Genauso ist es bei vielen anderen Wetterphänomenen. Gudrun Mühlbacher sagt: „Der typische Landregen fällt aus. Dafür haben wir mehr Einzelereignisse an Niederschlag. Wir sehen auch eine Verschiebung der Niederschläge, weg von den Sommerniederschlägen, hin zu den Winterniederschlägen.“ Statistisch belastbar ist das noch nicht, aber: „Es kristallisiert sich langsam eine statistische Sicherheit heraus.“
Das „noch“ ist entscheidend. Erst in zehn oder zwanzig Jahre werden Meteorologen ihre benötigten langen Zeitreihen haben. Wo man den Klimawandel bereits heute auch bei uns schon deutlich sehen kann, ist bei der Temperatur. „Das ist ein absolut signifikant steigender Trend. Wir bekommen mehr Hitzetage und weniger Eistage“, sagt Mühlbacher. Hitzetage sind Tage mit einer Temperatur von mindestens 30 Grad Celsius. Zwischen 1971 und 2000 gab es durchschnittlich vier Hitzetage pro Jahr. Der Klimareport 2021 für Bayern stellt Klimamodelle vor, laut denen bis 2100 36 weitere Hitzetage dazukommen könnten, wenn keine Klimaschutzmaßnahmen ergriffen werden.

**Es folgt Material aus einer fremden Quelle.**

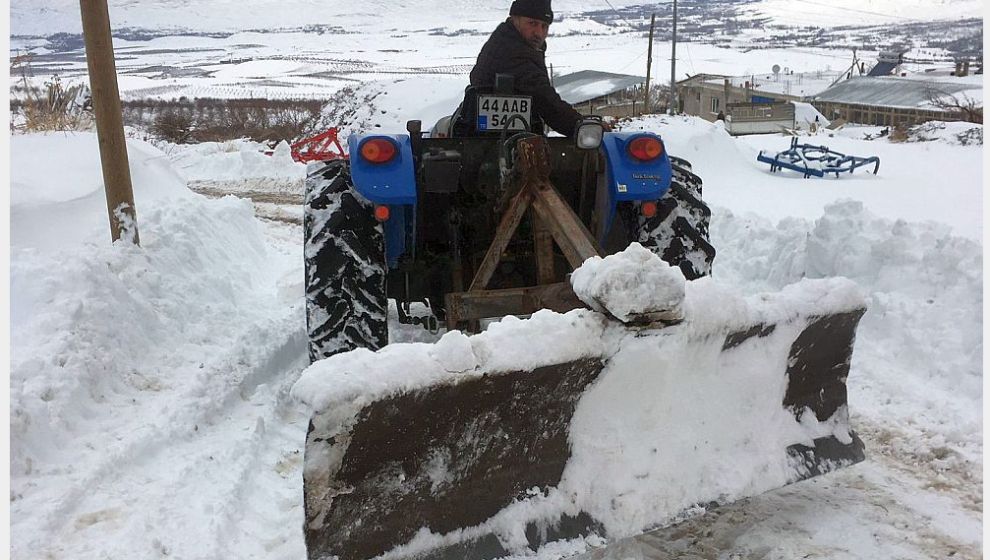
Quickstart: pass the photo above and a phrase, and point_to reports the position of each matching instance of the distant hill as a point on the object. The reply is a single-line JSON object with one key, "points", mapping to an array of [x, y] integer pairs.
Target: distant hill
{"points": [[46, 17]]}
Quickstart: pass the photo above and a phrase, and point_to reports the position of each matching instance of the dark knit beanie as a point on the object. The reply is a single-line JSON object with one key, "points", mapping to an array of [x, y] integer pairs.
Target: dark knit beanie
{"points": [[536, 9]]}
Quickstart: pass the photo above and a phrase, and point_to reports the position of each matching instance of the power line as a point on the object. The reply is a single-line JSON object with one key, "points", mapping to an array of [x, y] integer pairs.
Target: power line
{"points": [[858, 11], [617, 13]]}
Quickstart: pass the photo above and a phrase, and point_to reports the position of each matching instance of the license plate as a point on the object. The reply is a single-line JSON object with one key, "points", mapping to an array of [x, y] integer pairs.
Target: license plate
{"points": [[495, 112]]}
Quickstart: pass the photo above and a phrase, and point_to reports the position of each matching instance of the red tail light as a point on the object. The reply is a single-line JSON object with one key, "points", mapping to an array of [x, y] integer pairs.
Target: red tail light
{"points": [[645, 148], [378, 150], [648, 209]]}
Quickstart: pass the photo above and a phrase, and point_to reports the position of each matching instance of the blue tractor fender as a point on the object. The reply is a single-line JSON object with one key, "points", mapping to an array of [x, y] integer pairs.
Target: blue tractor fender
{"points": [[391, 184], [628, 178]]}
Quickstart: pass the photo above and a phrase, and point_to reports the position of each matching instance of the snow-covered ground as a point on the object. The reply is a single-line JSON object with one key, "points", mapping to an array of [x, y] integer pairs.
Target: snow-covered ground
{"points": [[150, 406]]}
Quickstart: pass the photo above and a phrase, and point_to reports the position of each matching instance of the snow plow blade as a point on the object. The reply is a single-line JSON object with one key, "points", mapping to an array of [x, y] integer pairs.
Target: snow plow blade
{"points": [[478, 461]]}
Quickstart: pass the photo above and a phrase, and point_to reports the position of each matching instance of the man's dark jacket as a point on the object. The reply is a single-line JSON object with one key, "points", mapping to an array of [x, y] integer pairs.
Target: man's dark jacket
{"points": [[506, 52]]}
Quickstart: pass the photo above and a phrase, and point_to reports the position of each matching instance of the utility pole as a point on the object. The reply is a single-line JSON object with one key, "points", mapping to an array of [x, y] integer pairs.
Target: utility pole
{"points": [[109, 120], [673, 65], [649, 65]]}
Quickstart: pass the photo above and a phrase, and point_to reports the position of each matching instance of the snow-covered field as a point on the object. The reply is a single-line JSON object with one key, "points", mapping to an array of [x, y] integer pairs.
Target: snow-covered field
{"points": [[150, 407]]}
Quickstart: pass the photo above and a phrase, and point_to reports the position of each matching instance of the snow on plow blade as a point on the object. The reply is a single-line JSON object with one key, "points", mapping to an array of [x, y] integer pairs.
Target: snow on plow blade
{"points": [[562, 426]]}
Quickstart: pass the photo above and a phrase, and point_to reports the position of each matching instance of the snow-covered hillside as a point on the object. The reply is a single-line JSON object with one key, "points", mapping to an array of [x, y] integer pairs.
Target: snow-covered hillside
{"points": [[30, 17], [150, 406]]}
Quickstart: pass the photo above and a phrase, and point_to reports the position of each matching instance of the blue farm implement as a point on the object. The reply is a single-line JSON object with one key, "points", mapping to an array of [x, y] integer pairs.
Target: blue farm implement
{"points": [[816, 160]]}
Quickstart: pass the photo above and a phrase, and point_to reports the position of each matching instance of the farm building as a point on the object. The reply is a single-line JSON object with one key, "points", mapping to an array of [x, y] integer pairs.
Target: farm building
{"points": [[707, 95], [602, 93], [891, 101]]}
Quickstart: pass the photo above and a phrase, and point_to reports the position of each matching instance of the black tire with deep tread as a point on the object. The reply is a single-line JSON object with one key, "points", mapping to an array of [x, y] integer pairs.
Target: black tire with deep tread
{"points": [[679, 231], [346, 303]]}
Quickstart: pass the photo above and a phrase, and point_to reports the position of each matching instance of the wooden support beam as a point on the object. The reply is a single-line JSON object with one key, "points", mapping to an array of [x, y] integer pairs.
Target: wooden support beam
{"points": [[571, 235], [543, 245], [503, 234]]}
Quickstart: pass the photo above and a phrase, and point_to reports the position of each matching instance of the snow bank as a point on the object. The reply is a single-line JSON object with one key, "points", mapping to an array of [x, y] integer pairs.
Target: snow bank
{"points": [[121, 356], [234, 160], [917, 370], [953, 133], [634, 282], [385, 106]]}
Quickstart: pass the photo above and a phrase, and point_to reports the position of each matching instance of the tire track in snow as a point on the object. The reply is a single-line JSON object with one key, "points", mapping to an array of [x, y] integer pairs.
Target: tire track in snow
{"points": [[162, 463]]}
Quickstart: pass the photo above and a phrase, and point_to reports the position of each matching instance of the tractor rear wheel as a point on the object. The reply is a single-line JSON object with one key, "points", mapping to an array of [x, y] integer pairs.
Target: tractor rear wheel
{"points": [[678, 233], [346, 303]]}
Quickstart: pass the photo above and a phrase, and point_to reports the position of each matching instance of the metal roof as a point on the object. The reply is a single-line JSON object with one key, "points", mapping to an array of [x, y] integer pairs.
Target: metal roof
{"points": [[588, 84], [890, 91]]}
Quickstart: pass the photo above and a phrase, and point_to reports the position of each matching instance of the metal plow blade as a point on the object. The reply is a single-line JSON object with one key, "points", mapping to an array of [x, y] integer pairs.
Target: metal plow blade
{"points": [[421, 474]]}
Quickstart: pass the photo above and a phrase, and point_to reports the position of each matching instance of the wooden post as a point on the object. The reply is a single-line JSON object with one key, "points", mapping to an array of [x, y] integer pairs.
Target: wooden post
{"points": [[673, 65], [649, 65], [109, 120]]}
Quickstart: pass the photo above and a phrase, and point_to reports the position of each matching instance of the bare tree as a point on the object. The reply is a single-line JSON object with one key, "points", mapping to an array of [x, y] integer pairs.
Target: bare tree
{"points": [[967, 108]]}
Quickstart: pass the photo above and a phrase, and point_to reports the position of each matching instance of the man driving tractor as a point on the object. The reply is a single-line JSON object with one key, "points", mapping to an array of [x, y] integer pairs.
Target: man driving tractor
{"points": [[518, 47]]}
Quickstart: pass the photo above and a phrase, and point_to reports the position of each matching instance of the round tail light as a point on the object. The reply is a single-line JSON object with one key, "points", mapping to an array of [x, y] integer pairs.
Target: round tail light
{"points": [[645, 148], [648, 209], [378, 150]]}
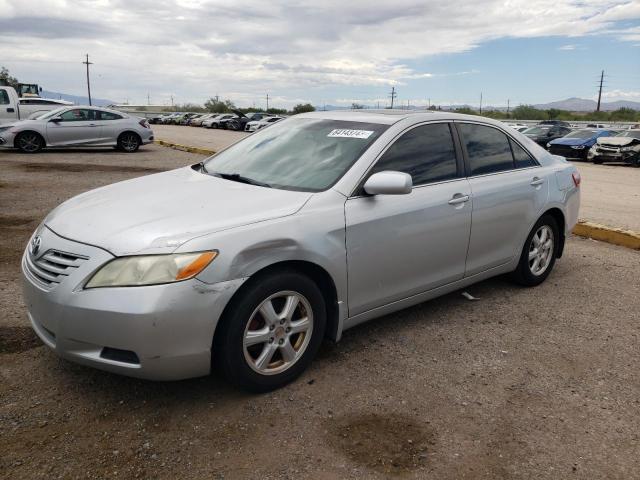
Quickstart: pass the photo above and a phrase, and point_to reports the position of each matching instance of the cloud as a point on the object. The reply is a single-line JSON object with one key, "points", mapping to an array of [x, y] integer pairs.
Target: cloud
{"points": [[195, 49]]}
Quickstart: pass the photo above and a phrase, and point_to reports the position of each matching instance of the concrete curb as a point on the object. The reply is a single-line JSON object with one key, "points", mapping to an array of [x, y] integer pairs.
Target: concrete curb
{"points": [[617, 236], [185, 148]]}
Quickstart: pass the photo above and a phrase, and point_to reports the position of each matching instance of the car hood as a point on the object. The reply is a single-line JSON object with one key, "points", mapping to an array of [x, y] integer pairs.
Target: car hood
{"points": [[571, 141], [158, 213], [617, 141]]}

Wie wird das Wetter in dreißig Jahren?
Es gibt heute natürlich noch keine Wettervorhersage für den 5. Juli 2051, und auch keine Unwetterwarnung. Aber da die physikalischen Zusammenhänge – steigende Temperaturen bedingen wärmere Luft, und wärmere Luft kann mehr Wasserdampf aufnehmen – klar sind, ist zumindest in Bezug auf Unwetter eines klar: „Extremereignisse werden extremer. Starkregen wird wahrscheinlich stärker. Jeder Sturm regnet ein bisschen mehr“, sagt George Craig, Professor für theoretische Meteorologie an der Ludwig-Maximilians-Universität München.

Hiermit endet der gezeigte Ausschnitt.